Customer Service: When products perform as expected, the needle on the scale of outstanding perceptions rarely moves because we tend to not be impressed when our expectations are met. When products don't perform, the responsiveness of customer service becomes paramount in preserving a good perception or forming a bad one. Although customer service departments are often staffed with entry level workers, it is in the hands of these individuals that some of the most enduring perceptions are formed.
The above examples describe the direct contact customers have with you or your organization. Interestingly, perceptions are also formed when you may not even be aware that you are under the microscope. Following are examples of indirect touches.
Website: How user-friendly and informative is your website?

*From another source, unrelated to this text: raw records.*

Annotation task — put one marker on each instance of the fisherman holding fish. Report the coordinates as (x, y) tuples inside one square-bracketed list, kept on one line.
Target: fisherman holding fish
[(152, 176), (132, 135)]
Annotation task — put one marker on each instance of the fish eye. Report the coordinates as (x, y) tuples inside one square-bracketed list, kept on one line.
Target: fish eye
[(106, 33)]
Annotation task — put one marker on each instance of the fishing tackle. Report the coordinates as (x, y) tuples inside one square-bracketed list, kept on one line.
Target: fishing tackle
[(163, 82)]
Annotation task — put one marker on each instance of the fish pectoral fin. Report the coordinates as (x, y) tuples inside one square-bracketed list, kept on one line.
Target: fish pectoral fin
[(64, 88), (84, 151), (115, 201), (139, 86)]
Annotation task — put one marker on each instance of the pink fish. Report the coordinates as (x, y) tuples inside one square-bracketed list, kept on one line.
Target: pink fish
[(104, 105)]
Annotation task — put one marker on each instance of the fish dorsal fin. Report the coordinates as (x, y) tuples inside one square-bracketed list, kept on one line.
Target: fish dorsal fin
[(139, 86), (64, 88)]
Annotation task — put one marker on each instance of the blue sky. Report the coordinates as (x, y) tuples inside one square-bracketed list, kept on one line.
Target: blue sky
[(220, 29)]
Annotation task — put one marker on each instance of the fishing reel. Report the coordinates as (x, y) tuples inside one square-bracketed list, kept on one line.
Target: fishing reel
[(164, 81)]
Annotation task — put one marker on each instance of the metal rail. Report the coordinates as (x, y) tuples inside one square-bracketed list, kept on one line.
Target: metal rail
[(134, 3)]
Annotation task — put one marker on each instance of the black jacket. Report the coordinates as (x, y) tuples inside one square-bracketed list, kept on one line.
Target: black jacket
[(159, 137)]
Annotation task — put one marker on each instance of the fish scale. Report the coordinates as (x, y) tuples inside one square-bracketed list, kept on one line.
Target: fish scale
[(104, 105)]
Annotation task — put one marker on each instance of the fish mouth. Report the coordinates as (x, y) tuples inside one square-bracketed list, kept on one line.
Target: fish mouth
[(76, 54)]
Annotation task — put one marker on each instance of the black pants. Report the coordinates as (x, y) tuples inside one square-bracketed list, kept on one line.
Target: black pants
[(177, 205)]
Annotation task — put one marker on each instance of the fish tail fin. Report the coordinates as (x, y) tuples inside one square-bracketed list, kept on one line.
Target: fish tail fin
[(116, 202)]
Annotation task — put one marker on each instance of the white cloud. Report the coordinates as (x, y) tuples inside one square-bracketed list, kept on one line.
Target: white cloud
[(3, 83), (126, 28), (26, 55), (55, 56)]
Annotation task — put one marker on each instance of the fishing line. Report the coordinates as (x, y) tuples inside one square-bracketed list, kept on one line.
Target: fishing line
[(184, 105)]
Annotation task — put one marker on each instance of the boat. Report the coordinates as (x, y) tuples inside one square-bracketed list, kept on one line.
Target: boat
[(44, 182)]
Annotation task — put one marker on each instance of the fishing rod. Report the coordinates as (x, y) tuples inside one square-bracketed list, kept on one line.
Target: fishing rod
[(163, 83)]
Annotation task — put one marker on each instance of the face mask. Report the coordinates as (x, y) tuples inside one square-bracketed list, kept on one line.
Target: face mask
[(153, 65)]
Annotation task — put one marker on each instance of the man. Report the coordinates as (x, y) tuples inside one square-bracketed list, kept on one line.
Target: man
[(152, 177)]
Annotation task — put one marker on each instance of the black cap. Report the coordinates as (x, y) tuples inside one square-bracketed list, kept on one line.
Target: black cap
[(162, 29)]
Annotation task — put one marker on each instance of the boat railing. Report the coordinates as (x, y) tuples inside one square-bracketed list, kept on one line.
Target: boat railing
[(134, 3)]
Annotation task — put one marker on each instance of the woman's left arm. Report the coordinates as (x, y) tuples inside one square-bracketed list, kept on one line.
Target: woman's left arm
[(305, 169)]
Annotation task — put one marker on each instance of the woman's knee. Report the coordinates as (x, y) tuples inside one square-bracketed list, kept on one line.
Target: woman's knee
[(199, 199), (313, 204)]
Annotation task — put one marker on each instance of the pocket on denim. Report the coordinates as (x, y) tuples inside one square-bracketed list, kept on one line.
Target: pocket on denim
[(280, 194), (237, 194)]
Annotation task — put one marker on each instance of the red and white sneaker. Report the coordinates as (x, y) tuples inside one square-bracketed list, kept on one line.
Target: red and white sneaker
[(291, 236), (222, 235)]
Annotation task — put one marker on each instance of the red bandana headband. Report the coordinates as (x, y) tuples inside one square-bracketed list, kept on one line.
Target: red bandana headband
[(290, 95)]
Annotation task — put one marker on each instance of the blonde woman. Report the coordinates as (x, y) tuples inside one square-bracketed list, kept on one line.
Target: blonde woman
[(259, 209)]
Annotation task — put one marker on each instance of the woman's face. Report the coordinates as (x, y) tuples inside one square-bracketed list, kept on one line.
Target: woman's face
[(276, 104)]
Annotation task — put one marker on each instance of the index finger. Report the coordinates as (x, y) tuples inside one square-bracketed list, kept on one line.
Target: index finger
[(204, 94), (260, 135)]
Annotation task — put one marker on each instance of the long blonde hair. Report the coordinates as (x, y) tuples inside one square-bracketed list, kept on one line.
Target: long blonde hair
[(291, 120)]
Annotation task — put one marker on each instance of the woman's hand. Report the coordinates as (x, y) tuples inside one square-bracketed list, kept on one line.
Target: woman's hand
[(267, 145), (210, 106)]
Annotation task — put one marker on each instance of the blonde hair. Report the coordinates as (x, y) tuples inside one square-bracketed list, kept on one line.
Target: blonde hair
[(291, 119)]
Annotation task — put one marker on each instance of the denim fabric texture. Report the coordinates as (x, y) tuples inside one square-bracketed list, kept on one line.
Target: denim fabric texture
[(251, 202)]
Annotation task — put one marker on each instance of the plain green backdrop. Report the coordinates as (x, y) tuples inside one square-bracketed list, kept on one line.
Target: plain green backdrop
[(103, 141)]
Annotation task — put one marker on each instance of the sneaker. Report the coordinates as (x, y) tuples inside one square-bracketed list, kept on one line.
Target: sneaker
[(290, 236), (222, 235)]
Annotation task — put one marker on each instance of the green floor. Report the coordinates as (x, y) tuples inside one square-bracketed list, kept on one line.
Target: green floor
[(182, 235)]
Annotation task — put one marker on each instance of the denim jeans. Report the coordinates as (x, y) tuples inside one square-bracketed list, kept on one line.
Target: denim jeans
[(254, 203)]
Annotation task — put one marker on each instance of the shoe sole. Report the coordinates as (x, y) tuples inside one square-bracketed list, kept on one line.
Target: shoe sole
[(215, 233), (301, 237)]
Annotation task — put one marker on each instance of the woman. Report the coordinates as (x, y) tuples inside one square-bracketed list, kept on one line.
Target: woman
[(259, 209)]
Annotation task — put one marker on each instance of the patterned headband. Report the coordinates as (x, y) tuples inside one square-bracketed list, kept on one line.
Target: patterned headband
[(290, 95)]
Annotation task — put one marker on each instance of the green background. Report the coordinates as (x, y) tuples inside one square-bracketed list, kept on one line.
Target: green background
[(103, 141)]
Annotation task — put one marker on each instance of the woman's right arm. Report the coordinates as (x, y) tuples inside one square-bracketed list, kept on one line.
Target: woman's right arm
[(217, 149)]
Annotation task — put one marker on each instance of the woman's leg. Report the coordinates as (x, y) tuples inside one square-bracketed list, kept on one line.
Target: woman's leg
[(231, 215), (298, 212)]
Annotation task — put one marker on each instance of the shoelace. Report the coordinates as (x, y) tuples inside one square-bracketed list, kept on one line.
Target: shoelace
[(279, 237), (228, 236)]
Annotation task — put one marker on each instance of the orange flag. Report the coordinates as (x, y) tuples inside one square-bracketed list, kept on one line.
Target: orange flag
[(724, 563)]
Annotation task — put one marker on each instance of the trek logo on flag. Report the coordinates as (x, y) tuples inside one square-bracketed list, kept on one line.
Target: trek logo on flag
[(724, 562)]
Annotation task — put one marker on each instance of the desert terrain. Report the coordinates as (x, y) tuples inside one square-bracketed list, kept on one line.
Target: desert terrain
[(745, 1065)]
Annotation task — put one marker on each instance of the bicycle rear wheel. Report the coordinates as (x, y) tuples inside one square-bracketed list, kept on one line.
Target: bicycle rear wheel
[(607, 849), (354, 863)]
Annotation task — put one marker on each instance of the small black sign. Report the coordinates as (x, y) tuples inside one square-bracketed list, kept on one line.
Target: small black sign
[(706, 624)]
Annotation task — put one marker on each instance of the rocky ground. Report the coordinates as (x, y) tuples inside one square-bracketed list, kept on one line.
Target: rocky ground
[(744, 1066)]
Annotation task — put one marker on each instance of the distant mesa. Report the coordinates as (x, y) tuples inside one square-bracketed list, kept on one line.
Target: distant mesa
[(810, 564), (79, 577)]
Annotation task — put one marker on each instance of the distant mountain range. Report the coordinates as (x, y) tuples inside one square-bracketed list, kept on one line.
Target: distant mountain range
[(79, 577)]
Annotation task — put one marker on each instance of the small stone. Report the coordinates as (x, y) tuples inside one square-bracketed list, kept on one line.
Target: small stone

Collateral: How user-friendly and informative are your marketing brochures? What impression does your business card leave? Even the quality of paper you use for your corporate letterhead creates an impression that leads to the formation of a perception.
Advertising: Your ads may be attention-getting but are they annoying?
Media: What did the media have to say about you last month? The media has the power to create perceptions - for better or for worse. One of the most misunderstood things about the media is that they are trying to make people look bad. The truth is that the media is always in search of the newsworthy story. It matters not whether or not you look good or bad to them. Sadly, stories that make someone look bad tend to be more newsworthy than stories of success and good deeds.
Affiliations: When the restaurant loses your reservation, the poor reflection may be on you more than on the restaurant. The bad behaviors of your friends and loved ones also may reflect poorly on you. The perceptions others hold of those you are affiliated with also extend to you.
Word-of-Mouth (compliments/criticisms): The perceptions others have that they share extend your perception in the marketplace. Salespeople count on positive word-of-mouth as one of their most valued forms of marketing, realizing that the sale is nearly made if a trusted source shared a good perception. Similarly, shared horror stories reflect badly and can be very difficult to overcome.
Observation: We are always being watched. Students watch their parents. Followers watch their leaders. Employers watch their employees. Constituents watch their elected officials. All these observations combine to result in the perceptions that we hold. Since it is very difficult to hold two opposite perceptions at the same time, we weigh one more heavily than the other, forgive an indiscretion (or not) so that the data we hold supports the perception we hold.
Community Involvement: Which causes do you support? Do you support any causes? Good corporate citizenship can soften some of the worst perceptions people hold.
Industry Reputation: What are your competitors doing? When a competitor makes a blunder, it can reflect badly on your reputation.